La jeune militante Greta Thunberg a rappelé à l'ordre mardi l'élite économique et politique, rassemblée à Davos. Elle a estimé qu'«en pratique, rien n'a été fait» pour le climat, même après plusieurs mois de mobilisation massive des jeunes dans le monde.
Dans le cadre enneigé de la station de ski des Grisons, le réchauffement climatique domine cette année le Forum économique mondial (WEF), à l'heure où les entreprises rivalisent de promesses et les gouvernements de discours alarmistes.
Certes, «le climat et l'environnement sont un sujet d'actualité aujourd'hui», mais «en pratique, rien n'a été fait», «les émissions de CO2 n'ont pas diminué», a martelé la jeune Suédoise devant les grands patrons et responsables politiques réunis jusqu'à vendredi dans la douillette station de ski.
Ce n'est pourtant pas faute de recevoir l'attention médiatique, a-t-elle estimé, avec comme une pointe d'amertume. «Je ne peux pas me plaindre de ne pas être écoutée. On m'écoute tout le temps», a dit la militante, devenue égérie mondiale de la mobilisation des jeunes pour le climat.
Prédictions «d'apocalypse»
«Nous devons rejeter les éternels prophètes de malheur et leurs prédictions d'apocalypse», lui a rétorqué Donald Trump lors de son discours. Devant le président américain ouvertement climato-sceptique, un auditoire de grands patrons et de responsables politiques mais aussi la jeune militante suédoise, invitée pour la seconde année consécutive à Davos.
Greta Thunberg a d'ailleurs ouvert peu après, dans l'après-midi, une session au titre sans équivoque: «Eviter l'apocalypse climatique».
Reprenant les expressions qui avaient impressionné Davos l'an dernier, elle a déclaré: «Notre maison brûle toujours. Votre inaction alimente les flammes heure par heure. Nous vous disons à nouveau qu'il faut paniquer, et agir pour l'amour de vos enfants.»
Plus concrètement, Greta Thunberg a appelé à «cesser immédiatement tous les investissements dans l'exploration et l'extraction d'énergies fossiles», «cesser immédiatement toutes les subventions aux énergies fossiles», «pas en 2050, pas en 2030 ou même en 2021», mais «maintenant».
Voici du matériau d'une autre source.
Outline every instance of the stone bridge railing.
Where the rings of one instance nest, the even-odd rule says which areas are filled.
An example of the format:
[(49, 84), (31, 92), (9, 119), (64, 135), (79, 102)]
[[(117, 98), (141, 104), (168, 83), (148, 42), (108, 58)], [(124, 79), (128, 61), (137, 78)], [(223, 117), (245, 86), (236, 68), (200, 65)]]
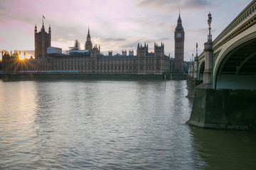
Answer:
[[(213, 40), (213, 50), (256, 23), (256, 0), (252, 2)], [(198, 56), (201, 61), (204, 52)]]
[(256, 23), (256, 0), (252, 2), (213, 41), (213, 50)]

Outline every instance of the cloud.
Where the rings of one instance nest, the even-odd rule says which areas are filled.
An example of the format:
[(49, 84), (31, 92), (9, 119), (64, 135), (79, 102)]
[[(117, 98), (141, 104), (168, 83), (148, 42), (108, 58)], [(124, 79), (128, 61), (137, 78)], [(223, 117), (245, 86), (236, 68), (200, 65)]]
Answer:
[(185, 0), (182, 8), (188, 10), (205, 8), (206, 7), (218, 6), (210, 0)]
[(178, 10), (179, 6), (179, 1), (175, 0), (142, 0), (136, 4), (137, 8), (154, 9), (160, 13), (164, 12), (164, 13), (168, 13), (170, 11)]
[(102, 38), (102, 39), (100, 39), (100, 40), (102, 42), (110, 42), (110, 41), (120, 42), (120, 41), (125, 41), (126, 39), (122, 38)]
[(163, 27), (164, 26), (164, 22), (159, 22), (158, 23), (156, 24), (156, 27)]

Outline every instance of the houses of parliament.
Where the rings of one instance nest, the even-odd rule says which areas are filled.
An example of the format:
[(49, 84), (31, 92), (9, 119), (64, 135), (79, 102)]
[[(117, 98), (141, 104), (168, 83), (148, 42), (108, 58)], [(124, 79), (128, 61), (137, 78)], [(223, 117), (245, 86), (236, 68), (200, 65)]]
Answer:
[(122, 50), (122, 55), (100, 53), (100, 46), (92, 45), (88, 28), (84, 50), (75, 40), (66, 54), (62, 49), (51, 47), (51, 28), (46, 31), (43, 25), (38, 32), (36, 25), (35, 58), (20, 60), (18, 53), (2, 54), (3, 73), (18, 72), (80, 72), (80, 73), (127, 73), (153, 74), (183, 72), (184, 31), (179, 15), (174, 33), (175, 57), (171, 60), (164, 55), (164, 45), (154, 43), (154, 52), (149, 52), (147, 44), (138, 43), (137, 55), (133, 50)]

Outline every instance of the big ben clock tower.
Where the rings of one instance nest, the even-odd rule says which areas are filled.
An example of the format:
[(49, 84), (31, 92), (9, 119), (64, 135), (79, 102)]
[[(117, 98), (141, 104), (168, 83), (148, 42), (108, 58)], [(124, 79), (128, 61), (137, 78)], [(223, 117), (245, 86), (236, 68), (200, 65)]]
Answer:
[(184, 37), (185, 37), (185, 33), (182, 27), (181, 14), (179, 13), (177, 26), (175, 28), (175, 31), (174, 31), (174, 40), (175, 40), (174, 72), (176, 73), (183, 72)]

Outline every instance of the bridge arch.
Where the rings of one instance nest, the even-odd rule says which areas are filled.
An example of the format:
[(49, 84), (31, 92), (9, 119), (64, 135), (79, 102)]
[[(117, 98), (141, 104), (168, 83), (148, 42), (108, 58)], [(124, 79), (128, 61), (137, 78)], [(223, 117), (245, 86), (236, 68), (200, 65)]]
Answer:
[(222, 51), (214, 68), (215, 88), (256, 89), (256, 33)]

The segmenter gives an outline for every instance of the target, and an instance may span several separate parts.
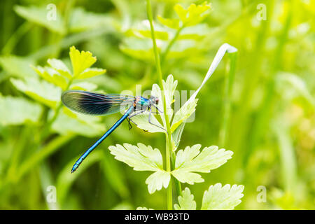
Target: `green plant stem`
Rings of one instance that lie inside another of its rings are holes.
[[[166,149],[166,168],[167,171],[171,172],[171,155],[172,150],[172,135],[171,135],[171,126],[169,125],[169,118],[167,115],[167,110],[165,102],[165,95],[164,95],[164,90],[163,86],[163,76],[162,75],[161,70],[161,64],[160,61],[160,55],[158,50],[158,47],[156,46],[155,36],[154,32],[153,22],[153,17],[152,17],[152,10],[151,10],[151,2],[150,0],[146,0],[146,8],[147,8],[147,14],[148,18],[150,21],[150,27],[151,29],[151,36],[152,36],[152,42],[153,43],[153,51],[154,56],[155,58],[155,65],[156,69],[158,71],[158,75],[159,76],[159,83],[162,90],[162,97],[163,98],[163,111],[164,116],[165,119],[165,124],[167,126],[167,133],[166,134],[167,139],[167,149]],[[173,202],[172,202],[172,181],[170,181],[169,186],[167,187],[167,209],[172,210],[173,208]]]
[[[71,79],[70,79],[69,80],[68,85],[66,86],[65,91],[69,90],[73,80],[74,80],[74,78],[72,78]],[[49,130],[50,130],[50,127],[52,125],[52,123],[55,122],[55,120],[56,120],[57,118],[58,117],[59,113],[60,112],[60,109],[62,108],[62,103],[60,102],[59,103],[58,106],[57,106],[56,109],[55,110],[55,114],[54,114],[53,117],[50,120],[49,120],[45,125],[44,130],[43,130],[42,134],[41,136],[41,138],[40,138],[40,139],[41,141],[43,140],[46,137],[47,137],[47,136],[49,134]]]
[[[224,83],[224,99],[223,99],[223,122],[219,132],[219,145],[225,147],[226,142],[226,135],[230,124],[230,113],[231,110],[231,91],[235,76],[236,61],[237,59],[237,52],[229,54],[230,66],[229,74],[225,78]]]
[[[169,50],[171,50],[171,48],[173,46],[173,45],[175,43],[175,41],[178,38],[181,31],[183,30],[183,29],[184,27],[185,27],[185,25],[183,24],[178,29],[177,29],[177,31],[176,31],[176,32],[175,34],[175,36],[173,37],[173,38],[171,40],[171,41],[169,41],[167,47],[166,48],[165,50],[164,51],[164,52],[161,55],[161,63],[162,64],[163,64],[163,62],[164,62],[167,55],[169,52]]]

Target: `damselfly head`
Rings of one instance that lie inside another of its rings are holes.
[[[150,96],[150,101],[153,103],[154,104],[158,104],[159,103],[159,98],[155,97],[155,96]]]

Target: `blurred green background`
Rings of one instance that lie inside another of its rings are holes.
[[[178,3],[187,7],[202,1],[153,1],[157,30],[164,29],[158,15],[176,18]],[[57,13],[53,21],[47,18],[50,4]],[[203,174],[204,183],[189,186],[197,204],[210,185],[222,183],[245,186],[237,209],[315,209],[315,1],[211,4],[209,15],[183,30],[186,36],[162,64],[163,76],[173,74],[178,90],[195,90],[221,44],[239,50],[225,140],[220,140],[220,131],[228,57],[200,92],[195,120],[186,124],[178,147],[217,145],[234,152],[223,167]],[[94,66],[107,69],[87,80],[83,89],[150,89],[157,83],[151,41],[139,35],[146,20],[145,1],[6,0],[0,2],[0,209],[165,209],[165,189],[148,192],[149,172],[133,171],[107,149],[141,142],[164,152],[164,134],[129,131],[124,122],[70,174],[74,162],[120,114],[72,119],[61,113],[48,124],[49,102],[58,102],[61,92],[29,66],[46,66],[48,58],[70,64],[69,47],[75,46],[97,56]],[[167,33],[172,36],[172,31]],[[169,36],[159,41],[168,43]],[[48,134],[43,138],[45,127]],[[47,202],[50,186],[57,189],[56,203]],[[261,186],[265,202],[257,200]]]

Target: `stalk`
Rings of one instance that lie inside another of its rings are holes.
[[[156,46],[155,36],[154,33],[154,27],[153,22],[153,17],[152,17],[152,10],[151,10],[151,1],[150,0],[146,0],[146,10],[148,14],[148,19],[150,21],[150,27],[151,29],[151,36],[152,36],[152,42],[153,43],[153,51],[154,51],[154,57],[155,59],[155,66],[158,75],[158,80],[160,86],[162,90],[162,97],[163,99],[163,111],[164,116],[165,119],[166,127],[167,133],[166,134],[166,168],[167,171],[171,172],[171,154],[173,150],[172,144],[172,136],[171,136],[171,127],[169,125],[169,119],[167,115],[166,102],[165,102],[165,95],[164,95],[164,90],[163,86],[163,76],[162,75],[162,69],[161,69],[161,63],[160,61],[160,55],[158,51],[158,47]],[[172,210],[173,208],[173,202],[172,202],[172,181],[170,181],[169,186],[167,187],[167,209]]]
[[[223,122],[219,133],[219,145],[225,147],[226,143],[227,132],[230,124],[230,116],[231,111],[231,91],[235,76],[236,61],[237,59],[237,52],[230,53],[229,74],[225,78],[224,83],[224,100],[223,100]]]

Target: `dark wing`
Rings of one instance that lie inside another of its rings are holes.
[[[108,115],[126,109],[134,97],[122,94],[103,94],[80,90],[69,90],[62,94],[62,103],[69,108],[89,115]]]

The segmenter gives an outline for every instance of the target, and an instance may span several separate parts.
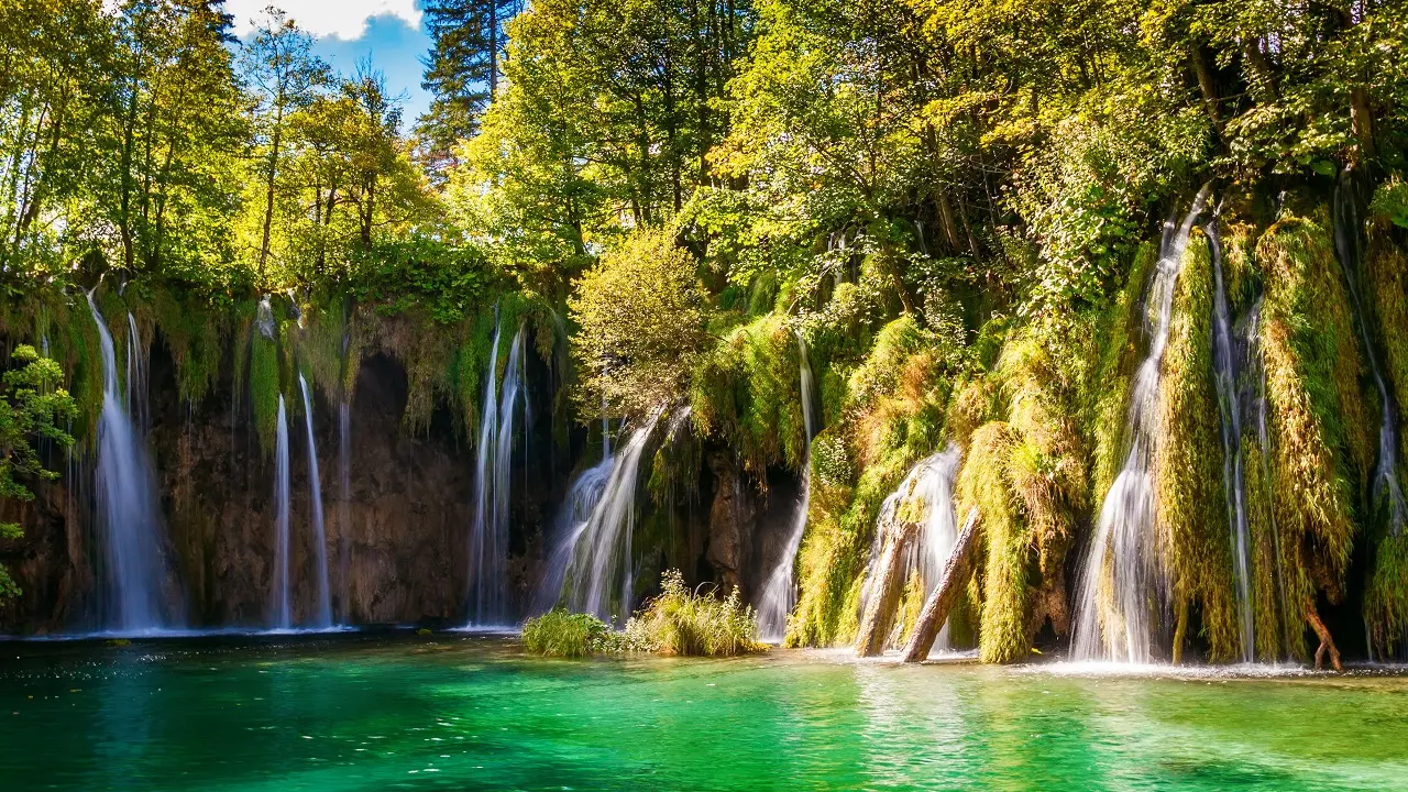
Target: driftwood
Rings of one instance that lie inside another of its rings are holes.
[[[890,526],[893,526],[888,531],[890,538],[884,554],[880,555],[874,588],[870,590],[866,612],[860,619],[860,631],[856,634],[856,657],[874,657],[884,651],[884,643],[894,626],[895,610],[900,607],[900,595],[904,593],[904,557],[910,543],[919,533],[919,524],[895,521]]]
[[[1325,664],[1325,650],[1329,650],[1329,664],[1335,671],[1343,671],[1339,665],[1339,650],[1335,648],[1335,638],[1329,636],[1329,627],[1319,620],[1319,613],[1315,613],[1315,606],[1305,609],[1305,620],[1309,621],[1311,630],[1319,636],[1321,645],[1315,650],[1315,671],[1319,671]]]
[[[934,589],[929,600],[924,603],[924,610],[919,612],[919,619],[914,623],[914,631],[910,633],[910,641],[904,644],[905,662],[919,662],[929,657],[934,640],[939,637],[939,630],[949,619],[949,610],[953,609],[959,592],[967,586],[969,576],[973,575],[979,548],[977,534],[977,509],[970,509],[963,521],[963,530],[959,531],[959,538],[953,543],[953,552],[943,564],[943,578],[939,579],[939,588]]]

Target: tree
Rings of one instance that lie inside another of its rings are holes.
[[[484,109],[498,93],[504,25],[520,0],[432,0],[425,27],[435,45],[425,59],[421,87],[435,94],[420,121],[434,171],[453,163],[455,148],[479,131]]]
[[[263,225],[258,264],[258,275],[263,280],[287,120],[313,103],[318,87],[327,83],[328,66],[313,54],[313,37],[298,30],[293,20],[272,6],[266,10],[266,18],[253,39],[241,54],[241,66],[245,80],[259,97],[255,106],[255,128],[266,149]]]
[[[569,307],[584,403],[641,416],[683,399],[710,337],[694,262],[670,231],[636,230],[587,271]]]
[[[59,388],[63,372],[48,358],[41,358],[34,347],[21,344],[11,354],[18,368],[0,376],[0,505],[10,500],[34,500],[27,481],[52,481],[58,472],[44,466],[35,441],[46,440],[68,448],[73,437],[59,428],[58,421],[72,419],[73,399]],[[15,523],[0,523],[0,538],[24,536]],[[18,596],[10,574],[0,567],[0,599]]]

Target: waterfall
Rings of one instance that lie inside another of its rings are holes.
[[[94,289],[96,290],[96,289]],[[156,482],[144,438],[122,404],[117,385],[117,352],[103,314],[87,293],[89,310],[103,347],[103,412],[97,423],[97,512],[108,564],[110,613],[104,626],[142,633],[168,626],[162,610],[166,564],[161,548]],[[130,366],[132,347],[128,347]]]
[[[905,554],[904,578],[918,574],[924,581],[924,599],[928,599],[943,578],[943,565],[948,564],[953,544],[957,541],[957,514],[953,506],[953,485],[963,464],[963,452],[957,445],[949,444],[943,451],[921,459],[910,468],[910,472],[900,482],[884,502],[880,505],[880,514],[876,524],[881,528],[893,524],[895,514],[905,502],[924,505],[924,519],[915,541]],[[870,543],[870,562],[866,568],[866,578],[860,588],[860,609],[866,612],[873,588],[880,557],[884,551],[886,536],[883,530],[876,531]],[[900,624],[897,623],[897,627]],[[939,631],[934,644],[939,650],[949,647],[948,624]]]
[[[801,458],[801,497],[797,499],[797,513],[787,533],[787,544],[773,564],[763,593],[758,600],[758,627],[765,641],[780,643],[787,630],[787,614],[797,605],[797,586],[793,582],[793,565],[801,537],[807,533],[807,509],[811,505],[811,438],[817,434],[815,399],[817,385],[811,376],[811,361],[807,358],[807,341],[797,333],[798,378],[801,382],[801,416],[805,428],[805,447]]]
[[[1369,359],[1369,371],[1374,375],[1374,388],[1378,390],[1378,469],[1374,471],[1374,497],[1388,500],[1388,527],[1394,536],[1398,536],[1402,531],[1404,520],[1408,519],[1402,488],[1398,483],[1398,426],[1394,417],[1393,395],[1388,392],[1383,368],[1378,365],[1378,355],[1374,352],[1374,344],[1369,335],[1369,317],[1364,314],[1364,303],[1359,292],[1359,217],[1354,211],[1354,194],[1350,189],[1347,168],[1340,173],[1339,185],[1335,187],[1335,252],[1339,256],[1339,266],[1345,272],[1350,306],[1354,309],[1354,324],[1359,327],[1359,337]]]
[[[318,475],[318,441],[313,437],[313,399],[308,380],[298,375],[303,388],[303,420],[308,427],[308,510],[313,517],[313,550],[318,558],[318,619],[314,627],[332,626],[332,595],[328,590],[328,537],[322,526],[322,479]]]
[[[1193,200],[1193,209],[1178,225],[1164,223],[1159,262],[1155,265],[1148,300],[1156,314],[1149,354],[1135,372],[1129,395],[1125,464],[1100,507],[1095,538],[1086,558],[1076,596],[1076,630],[1071,654],[1076,660],[1121,660],[1149,662],[1155,623],[1150,610],[1162,610],[1167,595],[1153,523],[1153,481],[1150,464],[1159,445],[1157,407],[1163,351],[1173,318],[1173,292],[1183,269],[1183,249],[1193,223],[1202,213],[1208,189]]]
[[[289,605],[289,414],[279,395],[279,433],[273,468],[275,561],[273,561],[273,627],[293,627],[293,606]]]
[[[560,520],[566,530],[553,552],[560,572],[549,568],[545,585],[555,578],[562,581],[566,603],[574,612],[591,613],[604,621],[620,621],[631,613],[636,474],[659,419],[660,410],[656,410],[650,420],[631,431],[614,457],[582,474],[572,486]],[[620,599],[612,602],[617,583]]]
[[[342,596],[338,600],[341,621],[352,620],[352,585],[348,581],[349,545],[352,541],[352,410],[346,399],[338,403],[338,581]]]
[[[525,326],[518,327],[508,349],[504,383],[498,386],[498,340],[494,327],[484,383],[483,413],[479,421],[476,454],[474,524],[470,531],[469,579],[470,623],[503,624],[508,617],[508,506],[513,489],[514,402],[522,390],[522,349]],[[524,399],[527,403],[527,397]]]
[[[1255,617],[1252,616],[1250,531],[1246,523],[1246,482],[1242,471],[1242,407],[1238,388],[1236,357],[1232,352],[1232,320],[1226,285],[1222,278],[1222,240],[1218,218],[1205,225],[1212,255],[1212,365],[1218,390],[1222,428],[1222,489],[1226,493],[1228,526],[1232,531],[1232,561],[1236,575],[1238,619],[1242,627],[1242,661],[1256,657]]]

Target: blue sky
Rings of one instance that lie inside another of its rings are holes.
[[[227,0],[235,35],[248,34],[251,20],[270,3],[313,34],[314,51],[334,69],[351,75],[359,61],[370,59],[386,75],[387,92],[403,96],[406,128],[429,107],[431,97],[421,90],[421,58],[431,37],[420,0]]]

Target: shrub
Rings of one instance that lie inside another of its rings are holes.
[[[524,648],[546,657],[586,657],[612,651],[620,641],[590,613],[556,609],[524,621]]]
[[[527,633],[527,629],[525,629]],[[660,578],[660,596],[627,624],[628,651],[728,657],[760,651],[758,616],[734,589],[727,598],[696,593],[677,569]]]

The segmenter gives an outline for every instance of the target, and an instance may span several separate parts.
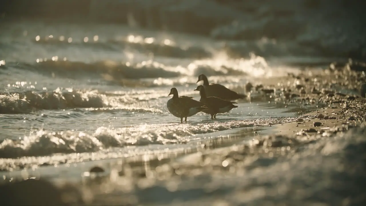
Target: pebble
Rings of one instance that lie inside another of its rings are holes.
[[[95,173],[98,173],[100,172],[104,172],[104,169],[100,167],[96,166],[95,167],[92,168],[92,169],[91,169],[89,171],[89,172],[90,173],[92,172]]]
[[[318,117],[317,117],[318,119],[324,119],[324,115],[322,114],[320,114],[318,115]]]
[[[354,117],[353,117],[351,116],[348,118],[348,119],[347,120],[350,120],[350,121],[354,121],[356,120],[356,119],[355,119],[355,118]]]
[[[307,129],[304,131],[306,132],[318,132],[316,129],[315,129],[313,128],[310,128],[309,129]]]
[[[321,122],[315,122],[314,124],[314,126],[320,126],[321,125]]]

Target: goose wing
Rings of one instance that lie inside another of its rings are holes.
[[[208,93],[211,96],[217,96],[226,100],[242,99],[246,96],[244,95],[238,94],[219,84],[211,84],[208,87]],[[206,89],[206,92],[207,90]]]
[[[206,101],[206,104],[209,107],[218,108],[232,105],[233,104],[237,104],[237,103],[223,99],[216,96],[208,97]]]
[[[190,96],[182,96],[179,97],[182,106],[188,108],[202,107],[205,106],[205,103],[193,99],[193,98]]]

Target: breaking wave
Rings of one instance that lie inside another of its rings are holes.
[[[0,144],[0,158],[47,155],[53,153],[92,152],[128,145],[184,143],[193,136],[232,129],[268,126],[288,122],[294,118],[280,118],[209,123],[142,125],[117,129],[100,127],[93,133],[38,130],[22,140],[5,139]]]

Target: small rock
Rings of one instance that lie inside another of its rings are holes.
[[[322,125],[322,124],[321,122],[314,122],[313,125],[314,126],[320,126]]]
[[[324,119],[324,114],[320,114],[318,115],[318,117],[317,117],[317,118],[318,118],[318,119]]]
[[[104,169],[100,167],[98,167],[98,166],[96,166],[93,167],[89,170],[89,172],[90,173],[98,173],[100,172],[104,172]]]
[[[356,99],[355,97],[352,96],[350,96],[347,98],[347,100],[349,100],[350,101],[353,101]]]
[[[250,82],[249,82],[245,85],[245,91],[247,92],[250,92],[253,88],[253,85]]]
[[[366,84],[363,84],[361,85],[361,89],[360,91],[361,96],[366,98]]]
[[[316,129],[313,128],[310,128],[309,129],[307,129],[305,131],[307,132],[318,132]]]
[[[356,119],[355,119],[354,117],[352,117],[352,116],[351,116],[351,117],[350,117],[348,118],[348,119],[347,119],[347,120],[350,120],[350,121],[355,121],[355,120],[356,120]]]
[[[296,85],[296,88],[297,89],[302,89],[303,88],[305,87],[304,87],[303,85],[301,85],[301,84],[298,84]]]

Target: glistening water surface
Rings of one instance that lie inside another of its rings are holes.
[[[217,119],[200,113],[180,124],[166,108],[170,89],[199,99],[193,89],[199,74],[246,93],[249,82],[300,71],[275,61],[271,66],[253,54],[229,58],[219,41],[113,25],[29,21],[1,27],[4,170],[105,157],[89,157],[97,152],[123,157],[131,152],[129,146],[136,146],[134,155],[164,152],[233,129],[293,121],[298,114],[291,106],[276,106],[270,94],[252,93]]]

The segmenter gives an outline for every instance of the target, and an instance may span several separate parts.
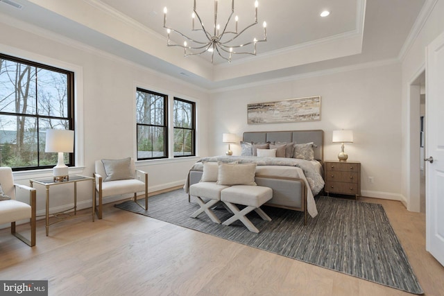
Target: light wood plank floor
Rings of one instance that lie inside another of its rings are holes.
[[[426,295],[444,267],[425,251],[425,214],[384,205]],[[19,231],[26,229],[21,225]],[[50,295],[409,295],[353,277],[105,205],[103,219],[56,224],[37,246],[0,230],[0,279],[47,279]]]

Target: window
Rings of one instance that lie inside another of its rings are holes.
[[[167,101],[165,94],[137,89],[137,159],[168,157]]]
[[[0,53],[0,165],[14,171],[52,168],[48,129],[74,130],[74,73]],[[74,154],[65,163],[74,165]]]
[[[195,155],[195,104],[174,98],[174,157]]]

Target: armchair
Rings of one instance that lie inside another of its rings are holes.
[[[148,210],[148,173],[135,169],[134,159],[96,160],[93,176],[96,178],[96,196],[99,197],[96,213],[99,219],[102,218],[103,198],[107,196],[134,193],[131,198]],[[144,193],[144,207],[137,202],[138,192]]]
[[[0,167],[0,186],[5,195],[10,200],[0,201],[0,225],[11,223],[11,234],[30,247],[35,245],[35,189],[25,185],[14,184],[12,170],[8,167]],[[29,192],[29,204],[15,200],[16,189],[23,189]],[[31,239],[28,239],[16,232],[15,222],[30,219]]]

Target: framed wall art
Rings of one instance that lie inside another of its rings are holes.
[[[248,124],[321,120],[321,96],[256,103],[247,106]]]

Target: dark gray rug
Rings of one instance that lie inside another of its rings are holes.
[[[343,272],[413,294],[423,294],[407,256],[381,204],[316,197],[318,214],[304,226],[302,212],[262,207],[273,219],[248,217],[259,229],[249,232],[237,221],[214,223],[206,214],[189,217],[198,205],[182,189],[151,197],[145,211],[134,202],[115,207],[162,221]],[[231,216],[215,211],[221,221]]]

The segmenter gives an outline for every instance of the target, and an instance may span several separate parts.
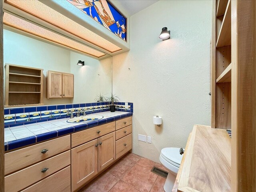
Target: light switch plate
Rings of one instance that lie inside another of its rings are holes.
[[[151,143],[151,137],[148,136],[148,143]]]
[[[138,137],[139,141],[141,141],[144,142],[146,142],[146,135],[138,134]]]

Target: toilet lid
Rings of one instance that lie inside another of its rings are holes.
[[[161,153],[166,160],[175,166],[179,166],[180,164],[181,159],[183,155],[180,154],[180,148],[174,147],[168,147],[164,148],[161,151]],[[176,165],[175,165],[176,164]]]

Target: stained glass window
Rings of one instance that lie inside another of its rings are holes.
[[[66,0],[126,41],[126,18],[107,0]]]

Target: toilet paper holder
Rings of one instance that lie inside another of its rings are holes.
[[[160,122],[159,122],[158,123],[159,124],[157,124],[157,123],[156,122],[154,122],[155,120],[154,119],[153,120],[154,124],[156,124],[156,125],[157,125],[157,126],[158,126],[158,127],[160,127],[161,126],[161,124],[162,124],[162,117],[159,117],[158,115],[156,116],[155,117],[153,117],[153,118],[154,118],[154,119],[155,118],[160,118],[161,119],[160,121]]]

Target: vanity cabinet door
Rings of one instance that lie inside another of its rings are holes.
[[[96,139],[71,150],[72,191],[98,173],[98,146]]]
[[[62,74],[55,71],[47,72],[47,98],[62,97]]]
[[[112,132],[98,139],[100,172],[116,160],[116,133]]]
[[[62,73],[62,97],[74,97],[74,75]]]

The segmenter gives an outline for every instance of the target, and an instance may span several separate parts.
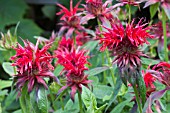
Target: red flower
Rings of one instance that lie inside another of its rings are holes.
[[[160,62],[153,67],[155,78],[164,85],[170,87],[170,64],[167,62]]]
[[[67,50],[71,51],[71,49],[74,46],[74,41],[71,38],[66,39],[66,37],[63,36],[58,44],[59,44],[58,48],[60,48],[62,50],[66,50],[67,49]]]
[[[36,46],[27,40],[23,42],[25,47],[18,44],[18,47],[15,48],[16,55],[11,57],[11,60],[14,60],[12,66],[16,66],[18,71],[18,74],[15,75],[17,88],[21,90],[24,84],[28,82],[28,92],[31,92],[36,84],[41,84],[47,89],[48,87],[43,78],[56,79],[50,71],[54,69],[51,65],[53,56],[47,52],[51,43],[40,50],[38,49],[39,40]]]
[[[147,97],[149,97],[149,95],[156,90],[156,87],[153,84],[156,79],[149,72],[144,73],[144,71],[142,71],[142,74],[143,74],[144,82],[146,85],[146,95],[147,95]]]
[[[124,38],[124,28],[121,23],[111,24],[111,28],[104,28],[108,31],[101,34],[103,35],[103,38],[100,38],[100,44],[102,43],[101,51],[104,51],[106,47],[108,47],[108,49],[117,47]]]
[[[166,23],[166,34],[167,34],[167,37],[170,37],[170,24],[169,23]],[[156,38],[159,38],[159,39],[163,39],[163,27],[162,27],[162,22],[159,21],[158,23],[154,24],[152,29],[151,29],[151,32],[153,33],[153,35],[156,37]]]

Reste à savoir quel impact concret ces mises en garde auront. Dans une récente enquête du cabinet PwC auprès de presque 1600 patrons, le changement climatique ne figurait même pas parmi les 10 principales menaces pour l'économie mondiale pour 2020, n'apparaissant qu'en 11e position.
Les ONG sceptiques
Et les ONG présentes à Davos se gardent de tout triomphalisme. «Il y a une énorme progression de la prise de conscience au niveau des grands patrons, mais le défi est de la traduire aux échelons inférieurs, au sein de groupes gigantesques» aux chaînes de production complexes, insiste auprès de l'AFP Marco Lambertini, secrétaire général de l'organisation environnementale WWF.
Selon un rapport de Greenpeace publié mardi, dix banques régulièrement présentes à Davos ont à elles seules financé entre 2015 et 2018 le secteur des énergies fossiles à hauteur de 1000 milliards de dollars (967 milliards de francs).
Le Forum lui-même a été parfois taxé d'hypocrisie climatique en raison du ballet de jets, hélicoptères et limousines qu'il occasionne. Cette année, il tente de montrer l'exemple en bannissant les ustensiles à usage unique, en montant des buffets sans viande, en compensant les émissions carbone ou en prodiguant des conseils sur le carburant utilisé pour les avions privés.
Les messages «ne s'imposent plus»
Pour le politologue américain Ian Bremmer, «dans le contexte de tous les autres problèmes mondiaux, (le climat) est celui qui attire l'attention et suscite une action authentique de certains grands acteurs». Mais M. Bremmer, président du centre de recherches Eurasia Group, reste très sceptique sur la capacité des puissants rassemblés à Davos à obtenir des avancées concrètes.
«Cela fait 50 ans (que Davos existe) et depuis 50 ans les messages qui en sont sortis ont gagné. Mais ces messages ne s'imposent plus. Plus du tout. C'est en partie à cause de la Chine et de son approche compétitive, et en partie parce que le capitalisme et la démocratie libérale perdent leur légitimité. Et ces deux sujets ne seront pas abordés ici», dit-il à l'AFP.